Chaque été, la scène se répète : autour d’une table de jardin ou sur une terrasse, certaines personnes finissent la soirée couvertes de boutons, tandis que d’autres semblent épargnées. Cette distinction, longtemps attribuée au hasard ou à des attributs tels qu’une peau « plus sucrée », se révèle plus complexe. En réalité, les moustiques ne choisissent pas leurs cibles au hasard. Des études scientifiques ont mis en lumière un ensemble de signaux qui rendent certaines personnes plus visibles aux yeux de ces insectes.
EN BREF
- Les moustiques préfèrent certaines personnes en raison de signaux chimiques.
- Le groupe sanguin n’est qu’un facteur parmi d’autres, moins déterminant.
- La chaleur corporelle, la sueur et le dioxyde de carbone jouent un rôle crucial.
Le groupe sanguin reste l’une des explications les plus populaires, mais des recherches montrent qu’il est difficile à confirmer. Une étude de 2019 a observé une préférence des moustiques Aedes aegypti pour le groupe sanguin O, mais d’autres travaux n’ont pas reproduit ces résultats. Ainsi, bien que le groupe sanguin puisse influencer l’attractivité, il ne suffit pas à expliquer pourquoi certaines personnes sont plus souvent piquées.
Le premier véritable indicateur semble être l’odeur corporelle. Seules les femelles moustiques piquent les humains, car elles ont besoin des protéines du sang pour produire leurs œufs. Avant d’atterrir sur la peau, elles suivent une piste chimique. Une étude de 2011 a révélé que la composition du microbiote cutané affecte l’attractivité des humains pour le moustique Anopheles gambiae. Plus récemment, en 2022, des chercheurs ont établi un lien entre une forte production d’acides carboxyliques à la surface de la peau et l’attractivité accrue pour ces insectes.

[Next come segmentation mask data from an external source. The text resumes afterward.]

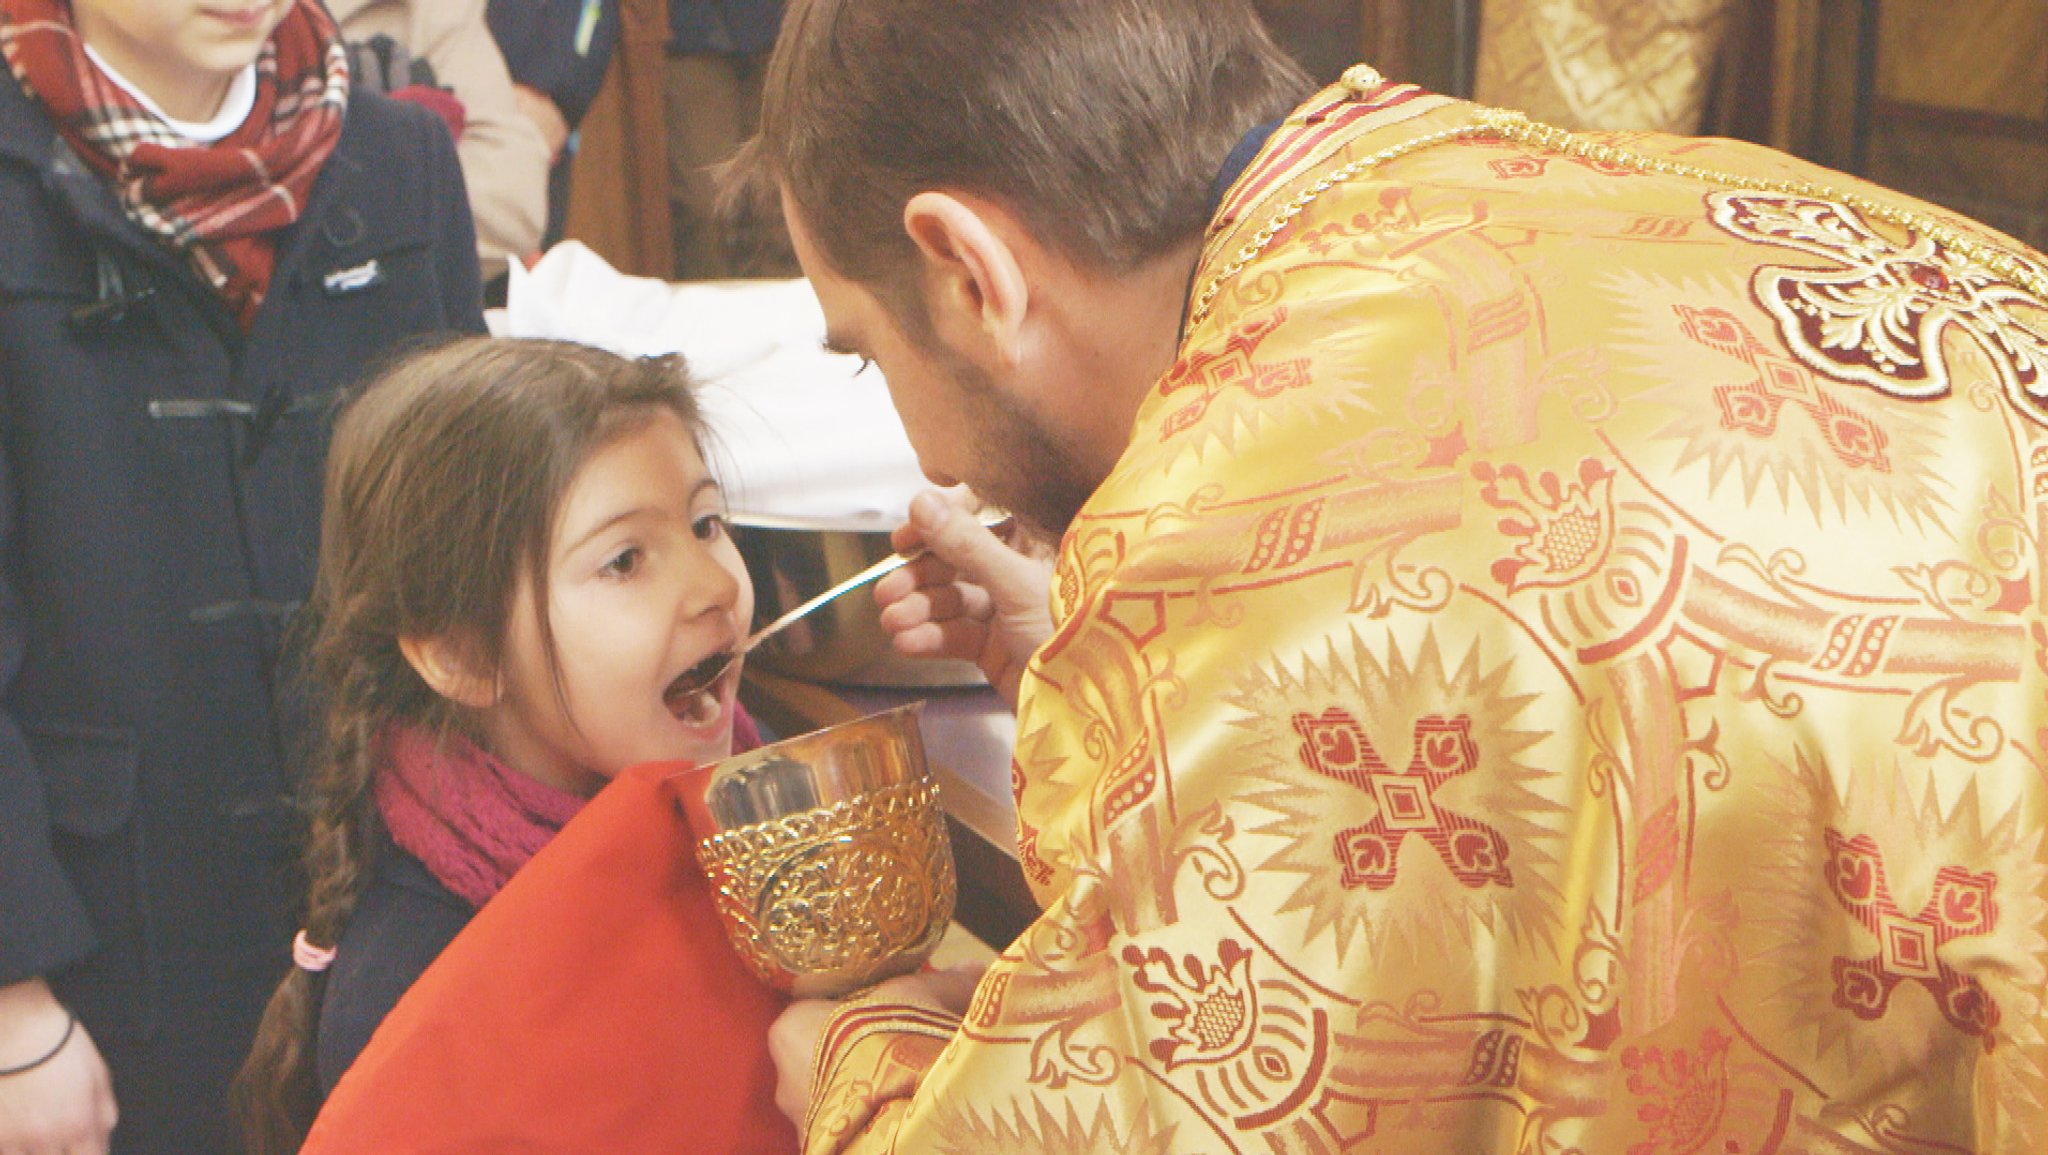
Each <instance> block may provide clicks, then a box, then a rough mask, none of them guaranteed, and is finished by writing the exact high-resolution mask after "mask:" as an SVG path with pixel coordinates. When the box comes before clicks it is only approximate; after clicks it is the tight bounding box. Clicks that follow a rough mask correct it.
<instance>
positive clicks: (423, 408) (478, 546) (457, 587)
mask: <svg viewBox="0 0 2048 1155" xmlns="http://www.w3.org/2000/svg"><path fill="white" fill-rule="evenodd" d="M659 412H672V414H676V416H678V418H682V422H684V426H688V428H690V430H692V432H696V436H698V438H700V440H702V422H700V416H698V408H696V397H694V393H692V391H690V381H688V375H686V373H684V369H682V362H680V360H678V358H649V360H629V358H621V356H612V354H608V352H600V350H594V348H586V346H578V344H563V342H530V340H489V338H465V340H455V342H449V344H442V346H436V348H430V350H422V352H416V354H412V356H406V358H403V360H399V362H397V365H393V367H391V369H389V371H385V373H383V375H379V377H377V379H375V381H373V383H371V385H369V387H365V389H362V391H360V393H358V395H356V397H354V399H352V401H350V403H348V408H346V410H344V412H342V416H340V418H338V422H336V430H334V442H332V448H330V453H328V477H326V514H324V520H322V537H319V569H317V575H315V582H313V598H311V602H309V606H307V614H309V616H307V629H309V643H307V649H305V653H307V680H309V686H311V690H313V696H315V698H317V702H319V709H322V715H324V719H326V721H324V729H322V735H319V741H322V745H319V754H317V758H315V760H313V764H311V766H309V772H307V776H305V782H303V809H305V821H307V836H305V872H307V901H305V915H303V917H305V922H303V928H305V938H307V942H309V944H315V946H322V948H332V946H334V944H336V942H340V936H342V930H344V928H346V926H348V919H350V915H352V913H354V907H356V899H358V897H360V893H362V885H365V881H367V879H369V874H371V868H373V866H375V864H373V860H371V854H373V848H375V846H377V829H379V819H377V809H375V803H373V797H371V784H373V780H375V776H377V766H379V756H381V735H383V733H385V731H389V729H391V727H416V729H422V731H428V733H436V735H451V733H463V735H467V737H471V739H473V737H475V733H471V729H473V727H471V725H469V719H467V717H465V715H463V711H461V707H457V704H453V702H449V700H446V698H440V696H438V694H434V690H430V688H428V684H426V682H424V680H422V678H420V676H418V674H416V672H414V670H412V666H410V664H408V661H406V657H403V653H401V651H399V639H406V637H418V639H428V637H432V639H451V641H453V643H455V645H457V647H459V651H461V653H463V657H465V659H467V664H469V666H471V668H475V670H483V672H492V670H498V664H500V657H502V641H504V635H506V625H508V621H510V614H512V600H514V592H516V590H518V582H520V578H522V575H524V578H528V580H530V582H532V590H535V594H532V596H535V598H537V604H539V606H547V553H549V545H551V543H549V530H551V526H553V520H555V512H557V506H559V504H561V498H563V494H565V491H567V487H569V481H571V479H573V477H575V471H578V469H580V467H582V465H584V461H588V459H590V455H592V453H596V451H598V448H600V446H604V444H606V442H610V440H612V438H616V436H621V434H625V432H631V430H633V428H639V426H641V424H643V422H645V420H649V418H651V416H655V414H659ZM541 623H543V639H545V643H547V649H549V655H553V639H551V635H547V616H545V612H543V616H541ZM324 981H326V979H324V977H322V975H315V973H309V971H303V969H293V971H291V975H287V977H285V981H283V983H279V987H276V993H274V995H270V1003H268V1008H266V1010H264V1018H262V1026H260V1028H258V1034H256V1044H254V1049H252V1051H250V1057H248V1061H246V1063H244V1067H242V1073H240V1075H238V1077H236V1087H233V1108H236V1116H238V1120H240V1124H242V1130H244V1141H246V1147H248V1153H250V1155H287V1153H293V1151H297V1149H299V1147H301V1145H303V1141H305V1132H307V1128H309V1126H311V1120H313V1114H315V1112H317V1108H319V1098H322V1096H319V1087H317V1077H315V1063H313V1057H315V1051H313V1038H315V1028H317V1022H319V1001H322V987H324Z"/></svg>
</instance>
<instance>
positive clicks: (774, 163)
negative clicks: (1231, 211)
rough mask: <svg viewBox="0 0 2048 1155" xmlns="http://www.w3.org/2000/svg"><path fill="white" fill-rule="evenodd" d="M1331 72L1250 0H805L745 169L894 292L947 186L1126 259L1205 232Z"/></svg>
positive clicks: (783, 54) (766, 105)
mask: <svg viewBox="0 0 2048 1155" xmlns="http://www.w3.org/2000/svg"><path fill="white" fill-rule="evenodd" d="M1311 88H1313V82H1311V80H1309V78H1307V74H1303V72H1300V68H1298V66H1294V61H1292V59H1288V55H1286V53H1284V51H1280V47H1278V45H1274V41H1272V39H1270V37H1268V35H1266V29H1264V25H1262V23H1260V18H1257V14H1255V12H1253V10H1251V6H1249V4H1247V2H1245V0H797V2H793V4H791V8H788V12H786V14H784V18H782V37H780V41H778V43H776V51H774V59H772V61H770V66H768V82H766V104H764V109H762V133H760V137H758V139H756V141H754V143H752V145H750V152H748V156H745V158H743V160H741V162H739V174H741V178H745V180H752V182H754V184H756V186H758V184H780V186H782V188H784V193H786V195H788V197H791V201H793V203H795V207H797V211H799V213H801V217H803V223H805V225H807V231H809V233H811V236H813V238H815V242H817V246H819V250H821V252H823V258H825V260H827V262H829V264H831V266H834V270H836V272H840V274H844V276H848V279H852V281H858V283H864V285H872V287H879V289H881V291H883V293H881V295H883V297H885V299H891V297H895V301H893V303H901V301H903V299H913V297H905V293H907V289H909V285H907V281H905V279H903V276H905V272H907V270H909V268H911V262H909V256H911V242H909V238H907V236H905V231H903V205H905V203H907V201H909V199H911V197H915V195H918V193H924V190H930V188H956V190H967V193H977V195H983V197H989V199H993V201H997V203H1001V205H1006V207H1008V209H1012V211H1016V213H1020V215H1022V217H1024V221H1026V223H1028V225H1030V227H1032V229H1034V233H1036V236H1040V238H1042V240H1047V242H1049V244H1053V246H1055V248H1057V250H1059V252H1063V254H1065V256H1067V258H1071V260H1077V262H1081V264H1085V266H1092V268H1106V270H1110V272H1124V270H1130V268H1135V266H1139V264H1143V262H1147V260H1151V258H1155V256H1161V254H1165V252H1167V250H1171V248H1174V246H1178V244H1180V242H1184V240H1188V238H1194V236H1200V231H1202V229H1204V227H1206V223H1208V195H1210V182H1212V180H1214V176H1217V170H1219V168H1221V166H1223V160H1225V158H1227V156H1229V152H1231V147H1233V145H1235V143H1237V139H1239V137H1241V135H1243V133H1245V131H1247V129H1251V127H1253V125H1260V123H1264V121H1272V119H1278V117H1284V115H1286V113H1288V111H1290V109H1292V106H1294V104H1298V102H1300V100H1303V98H1305V96H1307V94H1309V90H1311Z"/></svg>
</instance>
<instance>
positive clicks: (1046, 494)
mask: <svg viewBox="0 0 2048 1155" xmlns="http://www.w3.org/2000/svg"><path fill="white" fill-rule="evenodd" d="M938 360H940V362H942V371H944V373H946V375H950V377H952V381H954V385H956V389H958V395H961V405H963V410H965V414H967V428H969V430H973V432H971V436H973V446H971V448H973V455H971V465H969V467H971V475H965V477H961V479H963V481H967V485H969V487H971V489H973V491H975V494H977V496H979V498H981V500H983V502H989V504H993V506H1001V508H1004V510H1008V512H1012V514H1016V518H1018V520H1022V522H1024V526H1026V528H1028V530H1032V532H1034V534H1038V537H1040V539H1044V541H1059V539H1061V537H1063V534H1065V532H1067V526H1069V524H1073V518H1075V516H1077V514H1079V512H1081V506H1083V504H1087V498H1090V496H1094V491H1096V487H1098V485H1102V481H1104V477H1100V475H1096V473H1094V471H1092V469H1090V467H1087V465H1083V463H1081V453H1079V451H1077V448H1075V446H1073V440H1071V438H1069V436H1065V434H1063V432H1061V430H1057V428H1053V424H1051V422H1047V420H1042V418H1040V416H1038V414H1032V412H1030V410H1028V408H1024V403H1022V401H1020V399H1018V397H1014V395H1012V393H1008V391H1004V389H999V387H995V381H993V379H991V377H989V375H987V373H983V371H981V369H979V367H975V365H971V362H969V360H967V358H963V356H958V354H954V352H952V350H950V348H948V350H942V352H940V354H938ZM963 473H967V469H963Z"/></svg>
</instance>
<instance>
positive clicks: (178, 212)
mask: <svg viewBox="0 0 2048 1155" xmlns="http://www.w3.org/2000/svg"><path fill="white" fill-rule="evenodd" d="M0 51H4V53H6V61H8V68H10V70H12V72H14V78H16V80H20V84H23V88H27V90H29V94H31V96H35V98H37V100H41V102H43V106H45V109H49V113H51V117H53V119H55V121H57V131H61V133H63V139H66V141H68V143H70V145H72V149H74V152H78V156H80V158H84V162H86V164H90V166H92V168H94V170H96V172H98V174H102V176H104V178H106V180H109V184H113V188H115V195H117V197H119V199H121V209H123V211H125V213H127V215H129V219H133V221H135V223H137V225H141V227H143V229H147V231H150V233H152V236H156V238H158V240H160V242H164V244H166V246H168V248H172V250H174V252H180V254H184V256H186V260H190V262H193V268H195V270H197V272H199V276H201V279H203V281H205V283H207V285H211V287H213V289H215V291H217V293H219V295H221V299H223V301H227V307H229V309H231V311H233V313H236V319H240V322H242V328H244V330H246V328H248V326H250V322H252V319H254V317H256V309H258V307H262V299H264V293H268V289H270V272H272V268H274V264H276V231H279V229H283V227H285V225H291V223H293V221H297V219H299V213H303V211H305V197H307V193H311V188H313V178H315V176H319V166H322V164H326V162H328V154H332V152H334V143H336V141H338V139H340V135H342V113H344V111H346V109H348V51H346V49H344V47H342V39H340V35H338V33H336V29H334V20H330V18H328V14H326V10H324V8H322V6H319V2H317V0H297V4H295V6H293V10H291V12H287V14H285V20H283V23H281V25H279V27H276V31H274V33H272V35H270V43H266V45H264V49H262V55H260V57H258V59H256V106H254V109H252V111H250V115H248V119H246V121H242V127H238V129H236V131H233V133H229V135H227V137H225V139H221V141H217V143H213V145H207V147H190V141H184V139H182V137H178V135H174V133H172V131H170V129H168V127H166V125H164V123H162V121H160V119H158V117H156V115H152V113H150V111H147V109H143V106H141V104H139V102H137V100H135V98H133V96H129V92H127V90H123V88H121V86H119V84H115V82H113V78H109V76H106V74H104V72H100V68H98V66H94V63H92V59H90V57H86V45H84V41H82V39H78V31H76V29H74V27H72V4H70V0H0ZM180 145H182V147H180Z"/></svg>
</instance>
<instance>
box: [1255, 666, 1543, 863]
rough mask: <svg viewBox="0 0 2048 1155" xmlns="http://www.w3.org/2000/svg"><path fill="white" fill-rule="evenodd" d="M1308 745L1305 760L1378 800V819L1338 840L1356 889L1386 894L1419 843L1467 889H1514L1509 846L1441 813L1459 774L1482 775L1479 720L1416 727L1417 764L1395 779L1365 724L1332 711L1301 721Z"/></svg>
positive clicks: (1374, 817)
mask: <svg viewBox="0 0 2048 1155" xmlns="http://www.w3.org/2000/svg"><path fill="white" fill-rule="evenodd" d="M1294 733H1298V735H1300V737H1303V741H1300V758H1303V762H1307V764H1309V768H1311V770H1315V772H1317V774H1323V776H1329V778H1335V780H1339V782H1348V784H1352V786H1358V788H1360V790H1366V793H1370V795H1372V799H1374V801H1376V803H1378V811H1380V813H1376V815H1372V821H1368V823H1364V825H1354V827H1352V829H1346V831H1343V833H1339V836H1337V840H1335V846H1337V860H1339V862H1341V864H1343V885H1346V887H1348V889H1358V887H1366V889H1370V891H1384V889H1386V887H1393V885H1395V876H1397V874H1399V858H1401V844H1403V842H1407V836H1411V833H1413V836H1417V838H1421V840H1423V842H1427V844H1430V846H1434V848H1436V852H1438V856H1440V858H1442V860H1444V866H1448V868H1450V872H1452V876H1454V879H1458V883H1464V885H1466V887H1473V889H1479V887H1485V885H1487V883H1499V885H1501V887H1511V885H1513V874H1509V870H1507V840H1505V838H1501V833H1499V831H1497V829H1493V827H1491V825H1487V823H1483V821H1477V819H1470V817H1464V815H1460V813H1454V811H1448V809H1442V807H1438V805H1436V790H1438V786H1442V784H1444V782H1448V780H1452V778H1456V776H1458V774H1468V772H1473V770H1477V768H1479V745H1477V743H1475V741H1473V719H1468V717H1456V719H1444V717H1440V715H1430V717H1425V719H1421V721H1417V723H1415V756H1413V760H1411V762H1409V768H1407V770H1405V772H1401V774H1395V772H1391V770H1389V768H1386V762H1384V760H1380V754H1378V752H1376V750H1374V747H1372V741H1370V739H1368V737H1366V731H1364V727H1362V725H1358V719H1354V717H1352V715H1350V713H1348V711H1341V709H1335V707H1331V709H1327V711H1323V715H1321V717H1313V715H1294Z"/></svg>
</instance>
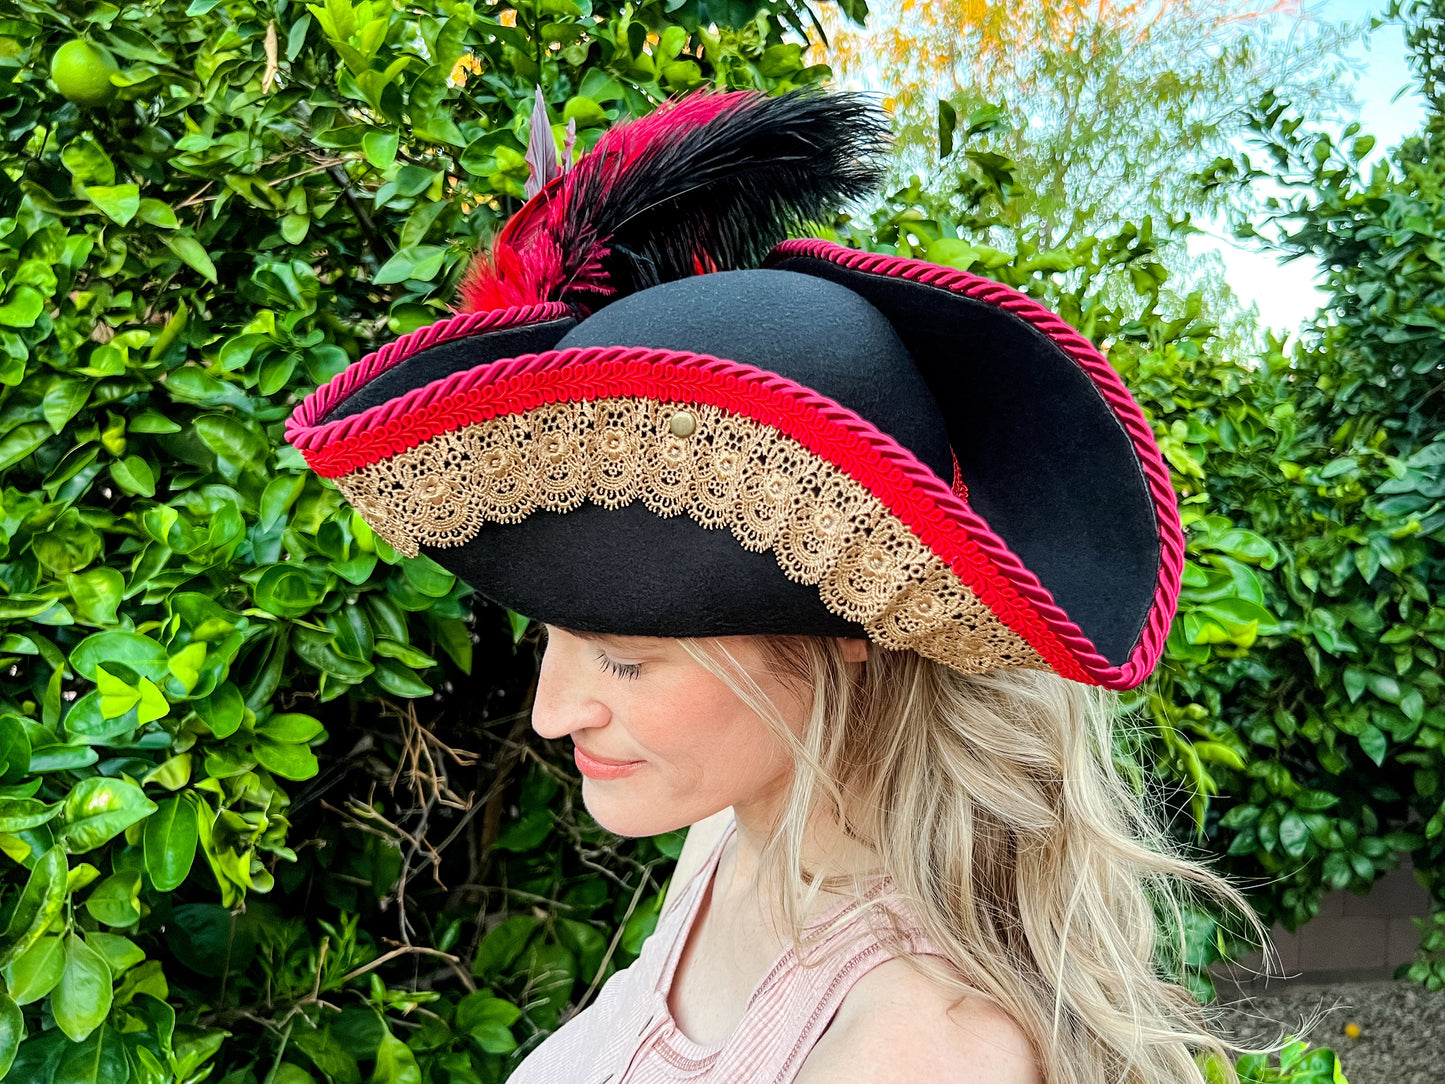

Cette signature olfactive dépend de la sueur, des bactéries présentes sur la peau et de composés tels que l’acide lactique, l’ammoniaque ou l’acide urique. Ce que l’on applique sur la peau peut également influencer ce phénomène. Par exemple, certains parfums ou soins hydratants peuvent atténuer ou renforcer les signaux qui attirent les moustiques.
À cette carte d’identité odorante s’ajoute un autre indice puissant : le dioxyde de carbone. Les moustiques détectent le CO₂ que nous expirons et l’utilisent pour localiser une présence humaine à distance. Plus la respiration s’accélère, plus le signal devient net. Cela explique pourquoi vous pouvez être davantage piqué après un effort physique, comme en marchant rapidement ou en dansant. La chaleur corporelle agit également comme un attractif : une peau chaude et humide attire davantage les moustiques.
Un exemple frappant de ce mécanisme est celui des femmes enceintes. Une étude rapportée en 2000 indiquait que les moustiques porteurs du paludisme étaient environ deux fois plus attirés par ces femmes. L’alcool a un effet semblable, non pas en rendant le sang plus « savoureux », mais en modifiant certains signaux physiologiques. Selon l’Agence nationale de Sécurité sanitaire (Anses), les moustiques sont sensibles à de nombreux signaux, tels que l’odeur des bactéries présentes à la surface de la peau. Lorsque la température corporelle augmente, comme c’est le cas chez les femmes enceintes, les personnes fiévreuses ou celles ayant consommé de l’alcool, la peau devient plus odorante et donc plus attirante pour les moustiques.
Les vêtements que vous portez peuvent également influencer l’attractivité. Une étude de 2022 a révélé que le moustique Aedes aegypti était plus attiré par certaines couleurs telles que le rouge, l’orange, le noir et le cyan, tandis que des teintes comme le vert, le bleu, le violet ou le blanc semblaient moins stimulantes. Les moustiques ne se contentent pas de juger une tenue par son apparence ; ils combinent odeurs, contraste visuel et chaleur pour affiner leur approche.
Enfin, la question de la bière, souvent abordée avec humour, a été étudiée sérieusement. Une recherche de 2010 a montré que la consommation de bière augmentait l’attractivité humaine pour Anopheles gambiae. Les auteurs notent que cette attraction accrue n’est pas liée à une hausse de la température corporelle ni d’une augmentation du CO₂ expiré. Les mécanismes responsables restent flous, mais il est possible que la bière modifie les composés volatils émis par le corps, ce qui accroît l’attractivité pour les moustiques.
En somme, les moustiques ne se laissent pas duper par des clichés. Ils analysent un mélange complexe d’odeurs, de chaleur, de souffle et de signaux visuels pour déterminer leurs cibles. Ainsi, la lutte contre ces insectes devient un véritable défi, surtout pour ceux qui semblent être des aimants à piqûres.